Dalton criou com seus leitores um jogo de repetição e reescrita por meio dos arquétipos que estabeleceu. Esse processo de eterno retorno firma a obra daltoniana como uma experiência literária singular e radical. (Singular porque consegue extrair do cotidiano banal o inusitado e o extraordinário; e radical por não se ater às convenções da literatura para dar vida à sua obra, contando sempre a mesma história a partir de variáveis poucas.) Se a bossa nova é exaltação de um “Rio de amor, que se perdeu”, na literatura de Dalton Trevisan está Curitiba que não seria cantada pelo Tom e Vinícius das araucárias.
Ao mesmo tempo, sem Dalton seria impossível pensar, por exemplo, em contemporâneos como Rubem Fonseca ou em gerações mais de escritores mais jovens – que o Vampiro – como Marçal Aquino e Paulo Lins, ambos que, ainda que indiretamente, se valem das mesmas lacunas sociais para erguer as suas histórias.
Após a morte de Sérgio Sant’Anna e Rubem Fonseca, o Vampiro ocupa sozinho do trono de maior escritor brasileiro.
Trevisan, que mora na mesma casa há décadas e cuja fachada exibe uma tinta cinza sobre as paredes pichadas e um jardim é formado por uma espécie de pomar invertido, já não habita mais a Curitiba real, mas um espaço imaginário, a cidade mítica.

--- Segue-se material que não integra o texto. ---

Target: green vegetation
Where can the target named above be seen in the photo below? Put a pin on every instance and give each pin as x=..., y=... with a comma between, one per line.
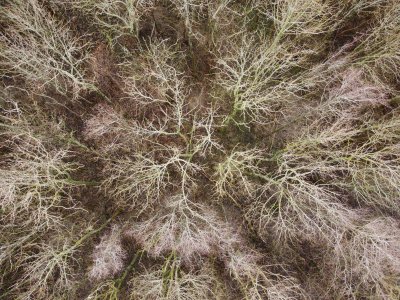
x=199, y=149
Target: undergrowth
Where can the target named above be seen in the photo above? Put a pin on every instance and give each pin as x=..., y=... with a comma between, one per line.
x=198, y=149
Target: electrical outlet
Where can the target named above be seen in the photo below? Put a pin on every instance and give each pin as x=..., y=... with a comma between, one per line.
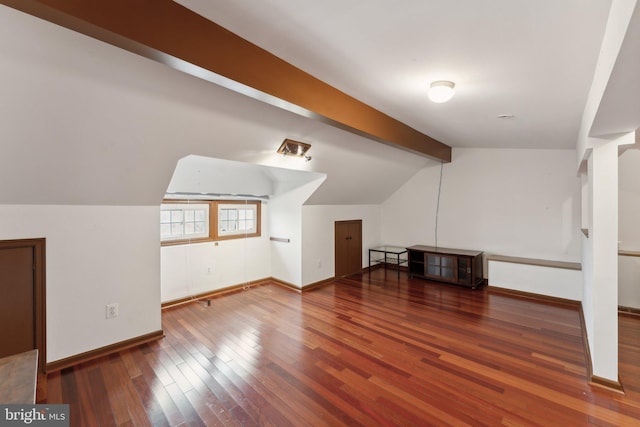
x=111, y=310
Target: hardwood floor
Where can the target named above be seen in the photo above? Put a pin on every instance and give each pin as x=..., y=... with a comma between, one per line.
x=368, y=350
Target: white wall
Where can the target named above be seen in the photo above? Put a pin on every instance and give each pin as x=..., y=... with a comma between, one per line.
x=505, y=201
x=286, y=223
x=629, y=228
x=318, y=235
x=95, y=255
x=202, y=267
x=600, y=260
x=551, y=281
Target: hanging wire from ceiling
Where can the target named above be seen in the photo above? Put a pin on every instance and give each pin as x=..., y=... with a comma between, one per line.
x=438, y=205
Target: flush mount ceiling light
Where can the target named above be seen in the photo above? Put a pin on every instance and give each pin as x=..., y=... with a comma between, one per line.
x=289, y=147
x=441, y=91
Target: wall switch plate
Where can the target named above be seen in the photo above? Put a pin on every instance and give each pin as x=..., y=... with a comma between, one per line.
x=111, y=310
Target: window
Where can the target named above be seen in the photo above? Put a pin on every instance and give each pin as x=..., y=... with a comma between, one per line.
x=236, y=219
x=180, y=221
x=183, y=222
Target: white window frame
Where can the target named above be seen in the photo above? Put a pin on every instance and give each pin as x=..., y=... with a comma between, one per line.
x=185, y=235
x=224, y=219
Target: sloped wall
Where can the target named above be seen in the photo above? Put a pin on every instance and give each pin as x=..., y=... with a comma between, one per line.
x=95, y=255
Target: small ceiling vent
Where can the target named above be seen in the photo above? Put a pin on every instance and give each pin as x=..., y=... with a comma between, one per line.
x=289, y=147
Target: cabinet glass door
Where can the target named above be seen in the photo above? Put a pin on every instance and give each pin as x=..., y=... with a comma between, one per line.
x=464, y=269
x=441, y=266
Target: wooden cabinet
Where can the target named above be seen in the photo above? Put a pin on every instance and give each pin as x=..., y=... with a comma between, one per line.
x=457, y=266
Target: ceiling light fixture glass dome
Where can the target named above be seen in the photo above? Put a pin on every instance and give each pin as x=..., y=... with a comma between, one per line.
x=441, y=91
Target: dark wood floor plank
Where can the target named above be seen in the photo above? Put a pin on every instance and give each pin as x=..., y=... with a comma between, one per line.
x=370, y=349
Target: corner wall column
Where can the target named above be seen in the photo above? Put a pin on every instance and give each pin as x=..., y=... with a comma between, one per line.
x=600, y=257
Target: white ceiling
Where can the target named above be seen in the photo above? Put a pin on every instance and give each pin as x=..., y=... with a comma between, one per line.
x=619, y=110
x=84, y=122
x=530, y=58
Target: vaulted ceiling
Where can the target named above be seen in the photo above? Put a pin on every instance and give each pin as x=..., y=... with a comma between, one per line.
x=107, y=126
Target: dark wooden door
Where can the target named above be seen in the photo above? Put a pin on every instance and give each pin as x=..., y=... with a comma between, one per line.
x=22, y=295
x=348, y=247
x=17, y=316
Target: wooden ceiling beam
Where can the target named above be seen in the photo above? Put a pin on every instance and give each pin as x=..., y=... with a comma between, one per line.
x=165, y=31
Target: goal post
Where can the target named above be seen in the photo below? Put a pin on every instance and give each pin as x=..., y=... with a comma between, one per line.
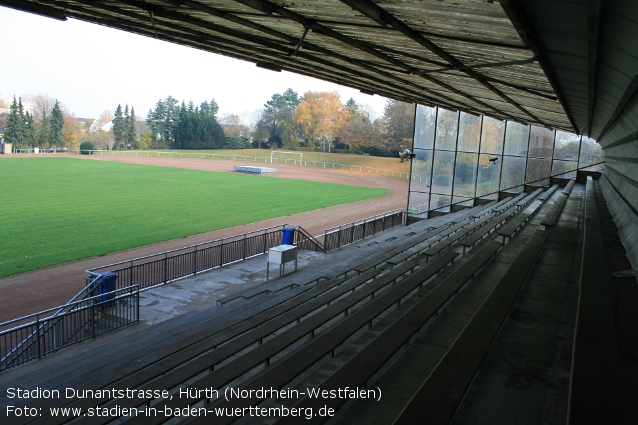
x=286, y=156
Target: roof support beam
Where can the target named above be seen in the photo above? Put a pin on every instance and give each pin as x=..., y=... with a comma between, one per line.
x=268, y=7
x=286, y=48
x=517, y=15
x=384, y=18
x=594, y=13
x=632, y=87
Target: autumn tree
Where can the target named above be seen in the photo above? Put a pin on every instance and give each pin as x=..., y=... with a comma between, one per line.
x=359, y=132
x=278, y=117
x=234, y=126
x=56, y=124
x=14, y=133
x=163, y=121
x=72, y=131
x=119, y=126
x=321, y=115
x=398, y=125
x=131, y=129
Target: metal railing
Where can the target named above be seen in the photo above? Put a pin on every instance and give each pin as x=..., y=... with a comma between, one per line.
x=345, y=234
x=166, y=266
x=37, y=335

Isso, por outro lado, não faz do escritor um sujeito alienado, ao contrário, o coloca de frente para uma realidade imediata e invisível para a maioria. É o mesmo ambiente dos seus clássicos O Vampiro de Curitiba, A Polaquinha, Dinorá, Cemitério de elefantes, etc, entretanto, é também uma espécie de duplo daquela cidade tão figurativa e que existe no inconsciente coletivo desde que Jaime Lerner assumiu a prefeitura da cidade como prefeito biônico, ainda na ditadura militar.

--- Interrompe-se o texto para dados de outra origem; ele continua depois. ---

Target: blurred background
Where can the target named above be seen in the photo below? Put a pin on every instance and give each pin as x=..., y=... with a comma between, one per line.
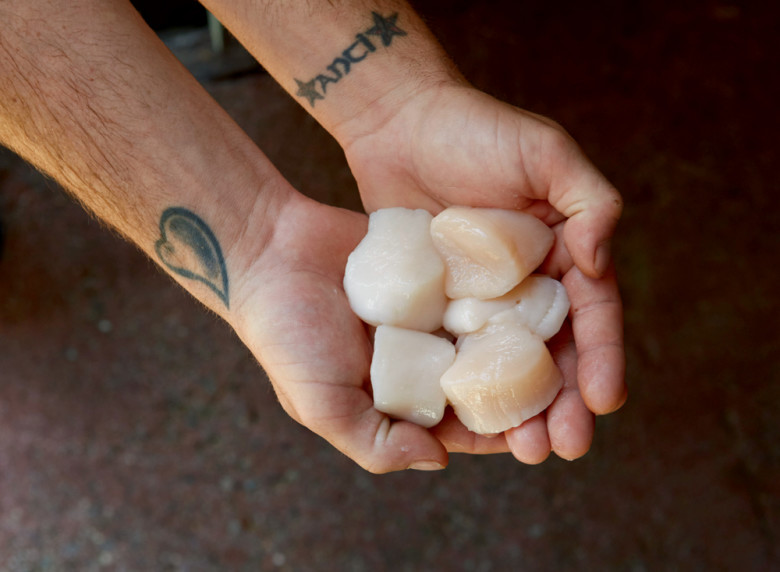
x=137, y=433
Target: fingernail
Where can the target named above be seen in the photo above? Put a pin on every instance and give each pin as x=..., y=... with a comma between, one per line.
x=603, y=255
x=426, y=466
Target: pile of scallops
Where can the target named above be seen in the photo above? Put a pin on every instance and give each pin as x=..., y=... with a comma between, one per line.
x=460, y=318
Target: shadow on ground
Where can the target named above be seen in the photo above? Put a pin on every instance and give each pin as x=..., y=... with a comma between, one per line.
x=137, y=433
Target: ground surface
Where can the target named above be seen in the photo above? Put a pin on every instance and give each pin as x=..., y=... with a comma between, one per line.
x=137, y=433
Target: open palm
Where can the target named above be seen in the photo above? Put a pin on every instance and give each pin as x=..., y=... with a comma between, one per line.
x=455, y=145
x=297, y=321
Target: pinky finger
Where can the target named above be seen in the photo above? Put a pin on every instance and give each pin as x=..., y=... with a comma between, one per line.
x=530, y=442
x=570, y=423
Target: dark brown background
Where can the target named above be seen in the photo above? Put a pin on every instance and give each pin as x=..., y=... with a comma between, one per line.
x=136, y=433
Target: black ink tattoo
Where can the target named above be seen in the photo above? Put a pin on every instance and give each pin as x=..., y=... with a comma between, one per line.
x=384, y=27
x=189, y=248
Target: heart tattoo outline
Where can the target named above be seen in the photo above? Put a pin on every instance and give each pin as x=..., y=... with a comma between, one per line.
x=189, y=248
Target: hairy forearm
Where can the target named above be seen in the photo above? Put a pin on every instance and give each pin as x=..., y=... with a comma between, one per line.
x=90, y=96
x=350, y=63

O Vampiro é tão mitológico e arquetípico quanto seus personagens. Não é de espantar que fechou a revista Joaquim, um marco da literatura brasileira e que tinha entre seus colaboradores nomes de peso como Antônio Cândido, Portinari, Poty, Heitor dos Prazeres, Drummond, Otto Maria Carpeaux, por dar certo demais.
Nesse emaranhado que reúne o real e o imaginário, Dalton Trevisan segue sendo um autor fundamental, um guia para a narrativa do não – aquela que tanto atrai Vila-Matas, ainda que o catalão se interesse mais pelo espaço em branco que pela redução – e, sem dúvida, o maior escritor vivo – título que até poucos meses dividia com Fonseca e Sérgio Sant’Anna.